The book’s thesis may be articulated in three propositions that Taylor repeats several times in different terms: (1) “The Protestant revolution prepared the way for subsequent revolutions that created the modern world”; (2) in language taken from Max Weber, “the Protestant ethic” is the origin not merely of “the spirit of capitalism” but also of “the spirit of globalization” that is now making our world one; and (3) “Western secularity,” which with globalization is breaking its old geographical bounds, “is a religious phenomenon”; more precisely, it is the culmination of “the reversal of transcendence in immanence” that Taylor claims is “at the heart of the Protestant tradition.” This last proposition requires some explaining. Despite his deconstructionist credentials, Taylor is at bottom a kind of Hegelian. (The Catholic philosopher Charles Taylor is another and rather different kind of Hegelian.) According to the author of After God, “Hegel explains the importance of the Reformation”; he works out the implications of the Reformation’s “privatizing, deregulating, and decentering the relation between the believer and God” and its proclamation of the priesthood of all believers. To put a long and complicated story in brief, for Hegel and for Taylor too, “the world is really the self-embodiment of God, and thus, whatever exists is an incarnation of divine reality.” But if (and what a big if it is!) “God is real only by becoming incarnate in self and world,” then it follows that, “in this process of its own becoming,” transcendence—that is, God—“negates itself in...immanence”—that is, the world. Or, in more dramatic terms, “God dies by becoming so immanent that the profane is sacred and the finite is infinite.”

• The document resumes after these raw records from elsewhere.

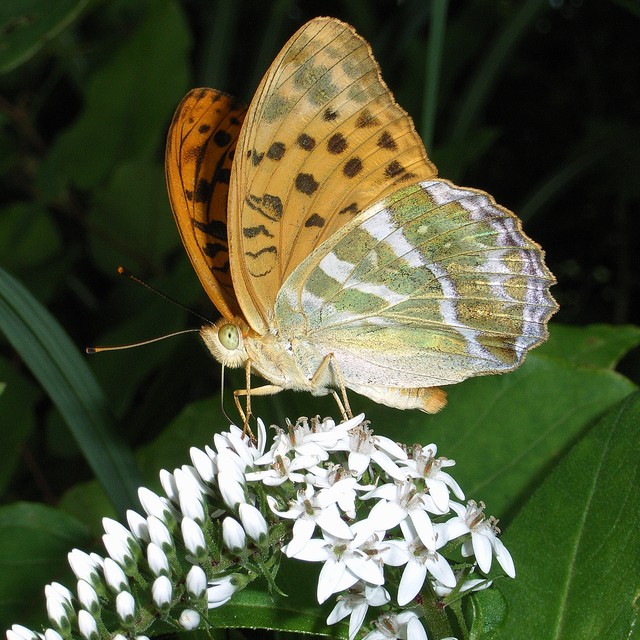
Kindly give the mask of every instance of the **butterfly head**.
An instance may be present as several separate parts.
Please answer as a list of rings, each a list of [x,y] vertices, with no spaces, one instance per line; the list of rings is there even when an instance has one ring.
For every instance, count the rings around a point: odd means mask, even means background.
[[[249,327],[241,318],[220,318],[200,329],[200,335],[214,357],[225,367],[241,367],[248,359],[244,336]]]

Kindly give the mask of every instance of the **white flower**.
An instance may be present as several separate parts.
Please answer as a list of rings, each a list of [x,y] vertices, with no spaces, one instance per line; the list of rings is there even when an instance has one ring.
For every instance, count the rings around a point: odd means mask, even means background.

On this view, secularity is “the fulfillment rather than the simple negation of religion.” It is the fulfillment of God’s embodiment and self-negation in nature and history. Yet Taylor still finds sense in talking about “the divine.” “After God,” he writes, “the divine is not elsewhere but is the emergent creativity that figures, disfigures, and refigures the infinite fabric of life,” which sounds a lot like what has traditionally been called pantheism. Taylor’s ethical prescriptions are similarly thin. We are to “embrace complexity,” “promote cooperation as much as competition,” “accept volatility,” and “cultivate uncertainty.” But stay away from absolutes! He does not say whether this prohibition extends to principles like respect for persons.
The deeper I read into this book, the more I felt like a spectator. Since “modernity as well as postmodernity is inseparably bound up with Protestantism” (according to Taylor, there is even an “unexpected relationship between Protestantism and the Internet”), what’s a Catholic who still believes in God to do but watch from the sidelines? Taylor does discuss two contemporary Catholics, Benedict XVI and William Bennett, but only as examples of reactionaries who must be overcome. Another turn of the dialectic, however, seems unlikely to bring the peace that Taylor calls for. A richer appreciation of the life of faith in its diverse forms—and a willingness to turn the page on the culture wars of the 1960s—might make for a better start.